ARRONDISSEMENTSRECHTBANK TE UTRECHT
UITSPRAAK van de arrondissementsrechtbank te Utrecht, enkelvoudige kamer voor de behandeling van bestuursrechtelijke zaken, in het geding tussen:
[eiser],
wonende te [woonplaats],
eiser,
het bestuur van de Sociale Verzekeringsbank
gevestigd te Amstelveen,
verweerder.
1. VERLOOP VAN DE PROCEDURE
Bij besluit van 8 januari 1999 heeft verweerder de namens eiser ingediende bezwaren tegen het besluit van 29 oktober 1998, waarbij verweerder eiser heeft medegedeeld dat hij vanaf het derde kwartaal 1998 geen recht heeft op kinderbijslag ingevolge de Algemene Kinderbijslagwet (AKW), ongegrond verklaard.
Tegen dit besluit is namens eiser op 18 februari 1999 beroep bij deze rechtbank ingesteld. Op 23 juli 1999 zijn de gronden van het beroep aangevuld.
Op 21 oktober 1999 heeft verweerder de rechtbank de op het beroep betrekking hebbende stukken en een verweerschrift doen toekomen.

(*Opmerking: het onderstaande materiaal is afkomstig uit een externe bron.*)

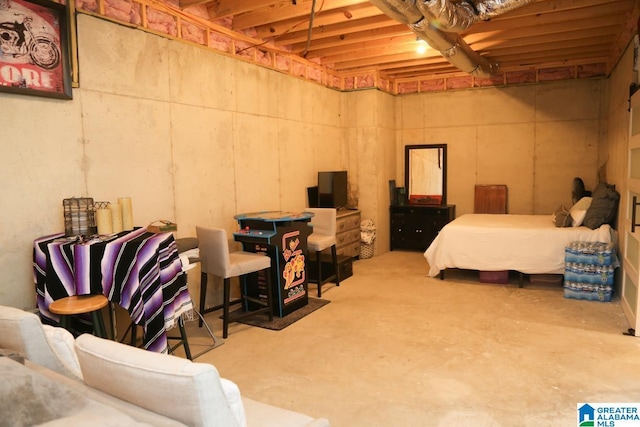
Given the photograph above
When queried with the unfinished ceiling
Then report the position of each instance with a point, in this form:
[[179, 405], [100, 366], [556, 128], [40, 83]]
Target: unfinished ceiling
[[353, 35], [353, 44]]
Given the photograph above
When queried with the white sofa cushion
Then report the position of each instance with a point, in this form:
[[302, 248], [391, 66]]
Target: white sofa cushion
[[45, 345], [62, 344], [177, 388]]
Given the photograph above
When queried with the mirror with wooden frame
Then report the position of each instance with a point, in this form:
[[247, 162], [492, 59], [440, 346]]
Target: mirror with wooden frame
[[425, 174]]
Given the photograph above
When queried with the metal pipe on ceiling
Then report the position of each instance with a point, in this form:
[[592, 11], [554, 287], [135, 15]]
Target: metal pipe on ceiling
[[438, 23]]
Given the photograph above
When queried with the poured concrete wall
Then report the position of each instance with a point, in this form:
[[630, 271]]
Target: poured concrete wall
[[196, 137], [535, 139]]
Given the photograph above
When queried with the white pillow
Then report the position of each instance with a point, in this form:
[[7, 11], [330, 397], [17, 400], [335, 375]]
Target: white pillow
[[579, 210]]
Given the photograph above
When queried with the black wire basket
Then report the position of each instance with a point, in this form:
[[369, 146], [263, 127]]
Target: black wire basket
[[79, 216]]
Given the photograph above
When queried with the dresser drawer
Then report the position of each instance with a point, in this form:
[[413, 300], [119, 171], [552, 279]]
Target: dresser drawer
[[351, 250], [348, 222], [348, 237]]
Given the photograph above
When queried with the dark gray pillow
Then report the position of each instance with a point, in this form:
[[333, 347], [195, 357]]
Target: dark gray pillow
[[562, 217], [604, 206]]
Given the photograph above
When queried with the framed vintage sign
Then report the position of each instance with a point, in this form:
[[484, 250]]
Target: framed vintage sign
[[34, 48]]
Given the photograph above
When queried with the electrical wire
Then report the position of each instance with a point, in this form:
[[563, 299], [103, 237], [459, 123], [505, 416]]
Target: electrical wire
[[310, 30]]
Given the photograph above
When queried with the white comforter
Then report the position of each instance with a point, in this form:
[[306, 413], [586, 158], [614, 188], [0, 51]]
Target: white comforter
[[530, 244]]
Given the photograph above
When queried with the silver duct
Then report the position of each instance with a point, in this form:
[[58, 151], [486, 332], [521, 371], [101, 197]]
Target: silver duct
[[437, 22]]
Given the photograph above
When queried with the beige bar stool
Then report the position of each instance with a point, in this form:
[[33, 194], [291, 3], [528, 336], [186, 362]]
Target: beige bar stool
[[216, 259], [81, 304], [323, 237]]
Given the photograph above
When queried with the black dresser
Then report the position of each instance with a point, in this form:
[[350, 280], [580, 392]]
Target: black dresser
[[414, 227]]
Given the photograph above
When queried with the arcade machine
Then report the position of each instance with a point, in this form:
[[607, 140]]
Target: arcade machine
[[283, 237]]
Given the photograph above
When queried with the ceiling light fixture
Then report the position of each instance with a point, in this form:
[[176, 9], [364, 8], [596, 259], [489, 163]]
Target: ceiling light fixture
[[421, 48]]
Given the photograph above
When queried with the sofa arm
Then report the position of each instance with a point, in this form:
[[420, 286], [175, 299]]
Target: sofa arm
[[171, 386]]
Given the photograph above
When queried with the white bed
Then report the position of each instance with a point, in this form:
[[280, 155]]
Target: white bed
[[529, 244]]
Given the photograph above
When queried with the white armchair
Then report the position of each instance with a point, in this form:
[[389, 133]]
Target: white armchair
[[191, 393], [48, 346]]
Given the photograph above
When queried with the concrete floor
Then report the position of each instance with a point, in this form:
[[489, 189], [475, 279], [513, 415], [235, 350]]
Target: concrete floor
[[398, 348]]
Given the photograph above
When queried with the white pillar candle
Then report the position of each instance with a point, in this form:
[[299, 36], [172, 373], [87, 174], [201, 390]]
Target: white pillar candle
[[116, 217], [103, 221], [127, 213]]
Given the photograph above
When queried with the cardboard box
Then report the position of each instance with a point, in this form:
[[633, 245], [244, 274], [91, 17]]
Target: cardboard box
[[501, 277], [546, 279], [345, 266]]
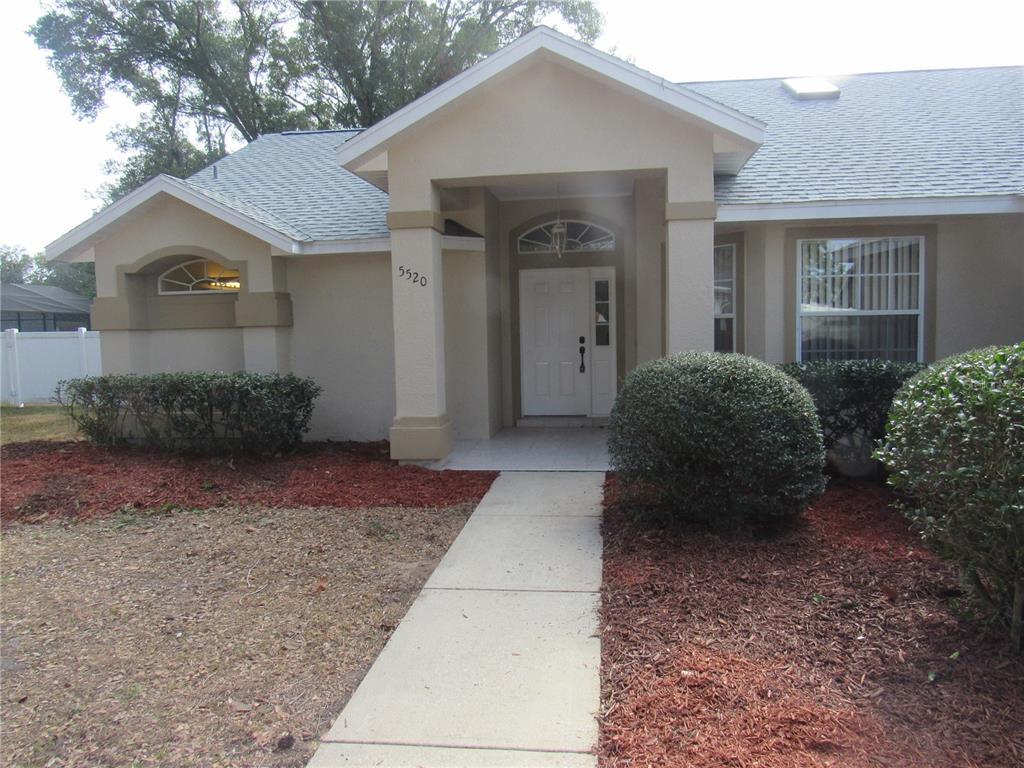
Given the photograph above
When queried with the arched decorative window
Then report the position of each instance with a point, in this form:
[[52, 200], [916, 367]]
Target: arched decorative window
[[199, 275], [576, 236]]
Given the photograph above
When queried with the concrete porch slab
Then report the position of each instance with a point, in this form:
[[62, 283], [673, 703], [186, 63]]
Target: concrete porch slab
[[500, 552], [544, 494], [480, 669], [532, 449]]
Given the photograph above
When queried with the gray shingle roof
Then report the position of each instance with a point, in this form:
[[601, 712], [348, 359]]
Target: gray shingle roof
[[901, 134], [293, 183]]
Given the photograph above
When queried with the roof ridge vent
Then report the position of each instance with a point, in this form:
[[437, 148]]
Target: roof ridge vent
[[811, 88]]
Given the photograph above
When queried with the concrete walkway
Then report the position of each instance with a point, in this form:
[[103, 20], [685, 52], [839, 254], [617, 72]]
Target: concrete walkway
[[534, 449], [497, 663]]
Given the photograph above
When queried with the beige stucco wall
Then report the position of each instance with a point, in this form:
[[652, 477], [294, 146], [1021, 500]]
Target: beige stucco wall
[[168, 351], [342, 336], [974, 292], [980, 292], [466, 344]]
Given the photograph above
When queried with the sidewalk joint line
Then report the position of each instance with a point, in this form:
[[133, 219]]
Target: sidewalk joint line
[[483, 748], [500, 589]]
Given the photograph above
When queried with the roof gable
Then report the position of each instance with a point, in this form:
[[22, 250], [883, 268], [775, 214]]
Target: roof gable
[[736, 134]]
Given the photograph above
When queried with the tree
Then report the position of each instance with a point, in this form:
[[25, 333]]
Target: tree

Nadien heeft de gemachtigde van eiser op 14 juni 2000 de rechtbank desgevraagd een afschrift van de uitspraak van de fungerend president van de Arrondissementsrechtbank te ’s-Gravenhage van 16 februari 1999, met betrekking tot de vreemdelingenrechtelijke status van eiser, doen toekomen. Bij schrijven van 23 juni 2000 heeft verweerder de rechtbank een nadere reactie toegezonden. Op 11 juli 2000 heeft de gemachtigde van eiser de rechtbank nog stukken toegezonden.
Het geding is behandeld ter zitting van 24 augustus 2000. Eiser en verweerder zijn, na berichtgeving daartoe, niet verschenen.

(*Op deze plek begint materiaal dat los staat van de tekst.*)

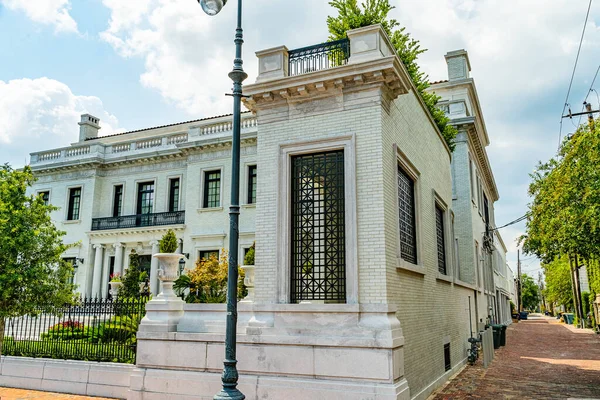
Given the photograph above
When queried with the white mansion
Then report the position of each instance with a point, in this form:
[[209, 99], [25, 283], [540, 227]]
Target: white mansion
[[372, 237]]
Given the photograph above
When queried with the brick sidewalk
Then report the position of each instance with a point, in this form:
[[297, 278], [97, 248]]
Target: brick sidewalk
[[21, 394], [542, 359]]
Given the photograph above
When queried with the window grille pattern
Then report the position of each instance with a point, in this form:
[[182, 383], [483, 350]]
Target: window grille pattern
[[318, 270], [439, 225], [252, 184], [174, 195], [118, 201], [207, 254], [212, 189], [406, 215], [45, 197], [74, 204]]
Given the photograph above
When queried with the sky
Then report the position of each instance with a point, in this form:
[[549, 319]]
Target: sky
[[142, 63]]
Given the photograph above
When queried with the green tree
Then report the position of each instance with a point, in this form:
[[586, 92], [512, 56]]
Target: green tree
[[33, 276], [558, 282], [530, 292], [131, 280], [352, 16], [168, 243]]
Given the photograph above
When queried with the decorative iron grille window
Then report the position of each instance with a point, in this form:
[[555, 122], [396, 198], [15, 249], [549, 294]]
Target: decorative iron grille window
[[212, 189], [318, 270], [74, 204], [207, 254], [118, 201], [45, 197], [174, 195], [439, 227], [252, 184], [406, 215]]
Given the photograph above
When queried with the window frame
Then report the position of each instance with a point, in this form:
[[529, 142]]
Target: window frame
[[402, 161], [203, 188], [170, 197], [114, 197], [70, 214], [249, 183], [284, 170]]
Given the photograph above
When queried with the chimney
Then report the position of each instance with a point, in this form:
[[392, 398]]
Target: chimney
[[88, 127], [458, 65]]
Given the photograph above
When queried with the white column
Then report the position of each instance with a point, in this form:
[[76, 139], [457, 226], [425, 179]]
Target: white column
[[97, 280], [154, 269], [118, 258], [105, 276]]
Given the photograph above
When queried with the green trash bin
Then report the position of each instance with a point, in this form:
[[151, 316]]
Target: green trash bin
[[503, 335], [497, 331]]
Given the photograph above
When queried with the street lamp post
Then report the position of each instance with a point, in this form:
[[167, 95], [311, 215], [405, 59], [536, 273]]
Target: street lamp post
[[237, 75]]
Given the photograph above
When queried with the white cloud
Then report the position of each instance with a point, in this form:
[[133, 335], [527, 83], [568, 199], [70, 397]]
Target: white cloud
[[521, 53], [188, 54], [47, 12], [41, 114]]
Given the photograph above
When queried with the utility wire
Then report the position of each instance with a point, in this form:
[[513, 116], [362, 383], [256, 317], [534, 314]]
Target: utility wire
[[573, 73], [588, 93]]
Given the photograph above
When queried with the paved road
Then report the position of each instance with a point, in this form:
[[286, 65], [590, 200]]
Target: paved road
[[542, 360], [20, 394]]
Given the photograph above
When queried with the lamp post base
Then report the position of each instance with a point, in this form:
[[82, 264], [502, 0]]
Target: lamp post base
[[229, 394]]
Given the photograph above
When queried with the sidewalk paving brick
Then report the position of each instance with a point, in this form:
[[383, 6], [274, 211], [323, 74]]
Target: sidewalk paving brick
[[542, 359]]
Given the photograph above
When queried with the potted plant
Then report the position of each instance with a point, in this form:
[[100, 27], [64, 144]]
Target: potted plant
[[115, 284], [169, 263], [248, 269]]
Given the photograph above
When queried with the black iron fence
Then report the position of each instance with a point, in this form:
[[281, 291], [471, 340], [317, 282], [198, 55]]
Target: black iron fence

Eiser, geboren op [datum] 1956 en van Marokkaanse nationaliteit, verblijft als vreemdeling in de zin van de Vreemdelingenwet in Nederland.

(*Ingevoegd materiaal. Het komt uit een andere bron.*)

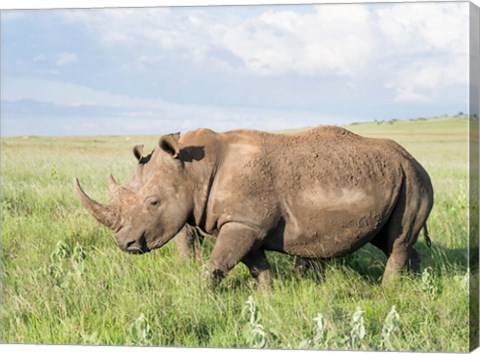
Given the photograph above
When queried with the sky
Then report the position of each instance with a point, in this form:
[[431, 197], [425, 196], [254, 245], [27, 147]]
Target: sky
[[162, 70]]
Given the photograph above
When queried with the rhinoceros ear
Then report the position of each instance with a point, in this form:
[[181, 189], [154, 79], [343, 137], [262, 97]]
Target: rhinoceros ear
[[169, 144], [138, 151]]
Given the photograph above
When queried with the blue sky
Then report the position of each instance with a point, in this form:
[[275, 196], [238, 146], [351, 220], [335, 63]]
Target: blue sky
[[160, 70]]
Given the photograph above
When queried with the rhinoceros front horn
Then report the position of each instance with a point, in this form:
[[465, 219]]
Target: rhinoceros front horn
[[104, 214]]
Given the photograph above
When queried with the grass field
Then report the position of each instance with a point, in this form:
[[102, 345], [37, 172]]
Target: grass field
[[65, 281]]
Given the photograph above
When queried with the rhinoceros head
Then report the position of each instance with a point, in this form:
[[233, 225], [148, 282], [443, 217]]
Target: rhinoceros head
[[150, 210]]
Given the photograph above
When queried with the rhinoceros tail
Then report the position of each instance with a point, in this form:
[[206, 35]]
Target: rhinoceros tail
[[427, 236]]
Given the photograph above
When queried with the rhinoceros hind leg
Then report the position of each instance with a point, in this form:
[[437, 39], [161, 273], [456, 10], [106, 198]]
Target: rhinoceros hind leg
[[303, 265], [259, 268], [188, 243]]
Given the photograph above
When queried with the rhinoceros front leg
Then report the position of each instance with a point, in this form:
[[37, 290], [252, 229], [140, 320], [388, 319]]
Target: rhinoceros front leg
[[259, 268], [234, 242], [188, 243]]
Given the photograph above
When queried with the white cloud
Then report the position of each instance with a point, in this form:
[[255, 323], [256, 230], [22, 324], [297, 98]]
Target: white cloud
[[431, 47], [66, 58], [40, 57], [413, 46]]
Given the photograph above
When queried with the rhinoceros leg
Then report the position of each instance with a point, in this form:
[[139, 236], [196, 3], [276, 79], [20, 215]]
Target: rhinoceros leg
[[188, 243], [303, 264], [259, 268], [234, 242], [399, 235]]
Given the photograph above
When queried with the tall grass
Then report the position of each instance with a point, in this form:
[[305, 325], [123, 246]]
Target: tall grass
[[64, 280]]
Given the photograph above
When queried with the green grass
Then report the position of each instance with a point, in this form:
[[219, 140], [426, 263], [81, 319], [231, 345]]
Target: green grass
[[65, 281]]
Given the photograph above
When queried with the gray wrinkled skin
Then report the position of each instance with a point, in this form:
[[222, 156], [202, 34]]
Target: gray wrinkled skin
[[322, 193]]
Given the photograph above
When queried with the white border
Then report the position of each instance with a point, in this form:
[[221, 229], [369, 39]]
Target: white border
[[53, 4], [70, 4]]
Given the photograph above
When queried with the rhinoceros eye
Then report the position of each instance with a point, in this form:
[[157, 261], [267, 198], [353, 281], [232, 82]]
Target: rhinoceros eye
[[152, 201]]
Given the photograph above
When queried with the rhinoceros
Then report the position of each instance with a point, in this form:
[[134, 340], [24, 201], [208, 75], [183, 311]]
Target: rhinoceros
[[189, 239], [318, 194]]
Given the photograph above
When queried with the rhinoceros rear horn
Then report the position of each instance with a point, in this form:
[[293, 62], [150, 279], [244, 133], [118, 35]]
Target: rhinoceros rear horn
[[104, 214], [169, 144]]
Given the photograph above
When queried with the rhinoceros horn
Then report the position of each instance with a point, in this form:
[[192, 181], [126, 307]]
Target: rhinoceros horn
[[105, 214], [112, 184]]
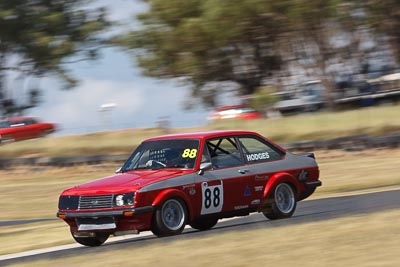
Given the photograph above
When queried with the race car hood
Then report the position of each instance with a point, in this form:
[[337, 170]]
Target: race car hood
[[124, 182]]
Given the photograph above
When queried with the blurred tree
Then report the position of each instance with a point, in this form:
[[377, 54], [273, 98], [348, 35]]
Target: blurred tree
[[263, 98], [38, 37], [384, 17], [210, 42]]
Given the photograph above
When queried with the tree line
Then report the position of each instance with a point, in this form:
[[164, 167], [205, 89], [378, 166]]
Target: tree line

In een verklaring, gedateerd 3 september 1998, heeft eisers werkgever [werkgever] B.V. te [vestigingsplaats] aangegeven dat eiser, zonder dat voor hem een tewerkstellingsvergunning in het kader van de Wet arbeid vreemdelingen is aangevraagd, sedert 11 januari 1993 aldaar in dienstbetrekking werkzaam is.
Bij besluit van 29 oktober 1998 heeft verweerder eiser medegedeeld dat hij met ingang van het derde kwartaal 1998 niet langer recht heeft op kinderbijslag omdat hij niet meer verzekerd is ingevolge de AKW. Verweerder heeft daartoe overwogen dat eiser een verzoek heeft ingediend tot toelating in Nederland waarop nog niet is beslist en dat hem het verrichten van werkzaamheden niet is toegestaan. Hoewel eiser op grond van zijn werkzaamheden bij [werkgever] B.V. verzekerd werd geacht ingevolge de AKW, wordt die arbeid door hem vanaf 1 juli 1998 niet in overeenstemming met de Wet arbeid vreemdelingen verricht.
Op 25 november 1998 is namens eiser tegen dit besluit bij verweerder bezwaar aangetekend.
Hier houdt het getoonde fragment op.